Although subdivided into "light", "medium", "heavy" or "general-purpose", even the lightest machine guns tend to be substantially larger and heavier than standard infantry arms. Medium and heavy machine guns are either mounted on a tripod or on a vehicle; when carried on foot, the machine gun and associated equipment (tripod, ammunition, spare barrels) require additional crew members.
Light machine guns are designed to provide mobile fire support to a squad and are typically air-cooled weapons fitted with a box magazine or drum and a bipod; they may use full-size rifle rounds, but modern examples often use intermediate rounds. Medium machine guns use full-sized rifle rounds and are designed to be used from fixed positions mounted on a tripod. The heavy machine gun is a term originating in World War I to describe heavyweight medium machine guns and persisted into World War II with Japanese Hotchkiss M1914 clones; today, however, it is used to refer to automatic weapons with a caliber of at least .50 in (12.7 mm)[1] but less than 20 mm. A general-purpose machine gun is usually a lightweight medium machine gun that can either be used with a bipod and drum in the light machine gun role or a tripod and belt feed in the medium machine gun role.
Machine guns usually have simple iron sights, though the use of optics is becoming more common. A common aiming system for direct fire is to alternate solid ("ball") rounds and tracer ammunition rounds (usually one tracer round for every four ball rounds), so shooters can see the trajectory and "walk" the fire into the target, and direct the fire of other soldiers.

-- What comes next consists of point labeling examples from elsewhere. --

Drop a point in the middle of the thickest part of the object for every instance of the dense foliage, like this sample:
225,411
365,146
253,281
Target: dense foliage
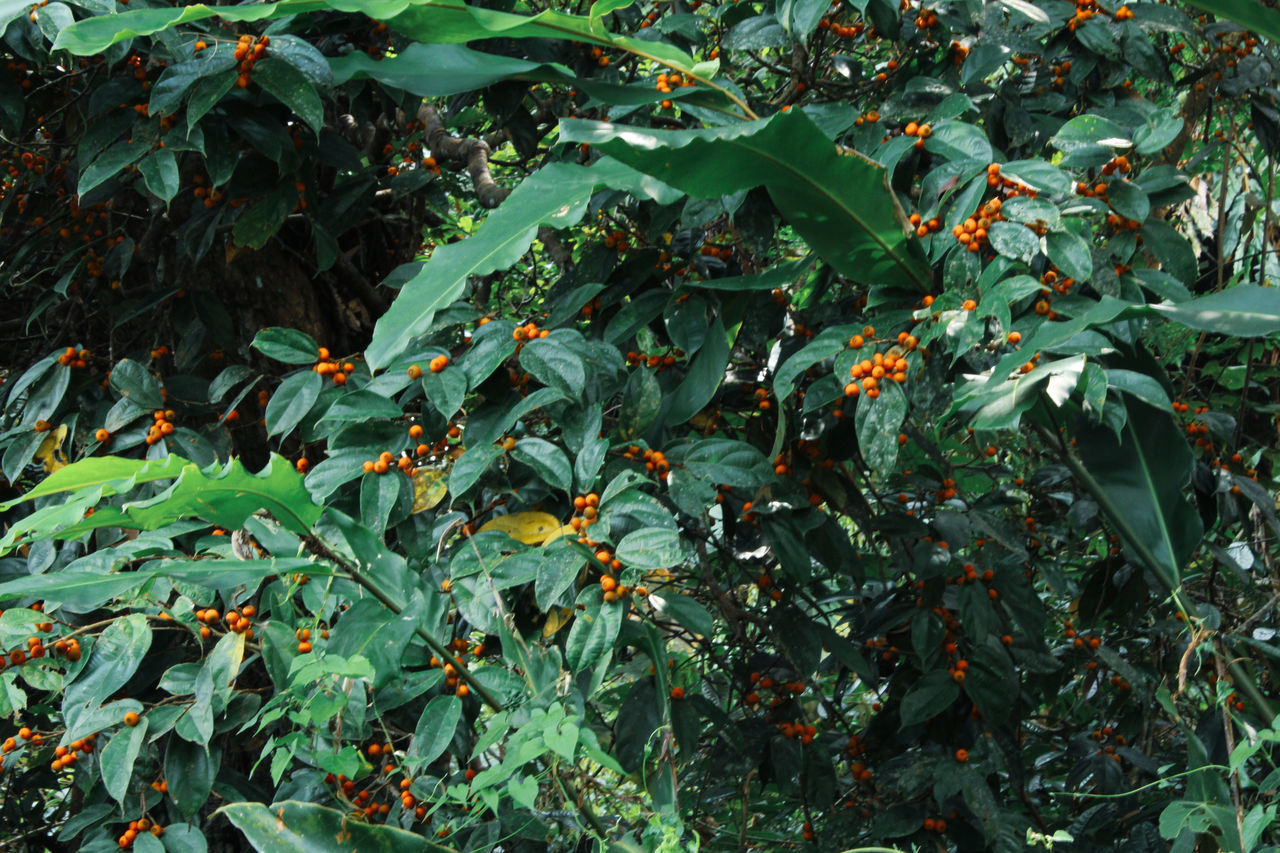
731,425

Many heavy machine guns, such as the Browning M2 .50 caliber machine gun, are accurate enough to engage targets at great distances. During the Vietnam War, Carlos Hathcock set the record for a long-distance shot at 7,382 ft (2,250 m) with a .50 caliber heavy machine gun he had equipped with a telescopic sight. This led to the introduction of .50 caliber anti-materiel sniper rifles, such as the Barrett M82.
Other automatic weapons are subdivided into several categories based on the size of the bullet used, whether the cartridge is fired from a closed bolt or an open bolt, and whether the action used is locked or is some form of blowback.
Fully automatic firearms using pistol-caliber ammunition are called machine pistols or submachine guns largely on the basis of size; those using shotgun cartridges are almost always referred to as automatic shotguns. The term personal defense weapon (PDW) is sometimes applied to weapons firing dedicated armor-piercing rounds which would otherwise be regarded as machine pistols or SMGs, but it is not particularly strongly defined and has historically been used to describe a range of weapons from ordinary SMGs to compact assault rifles. Selective fire rifles firing a full-power rifle cartridge from a closed bolt are called automatic rifles or battle rifles, while rifles that firing an intermediate cartridge are called assault rifles.
Assault rifles are a compromise between the size and weight of a pistol-caliber submachine gun and a full-size battle rifle, firing intermediate cartridges and allowing semi-automatic and burst or full-automatic fire options (selective fire), sometimes with both of the latter presents.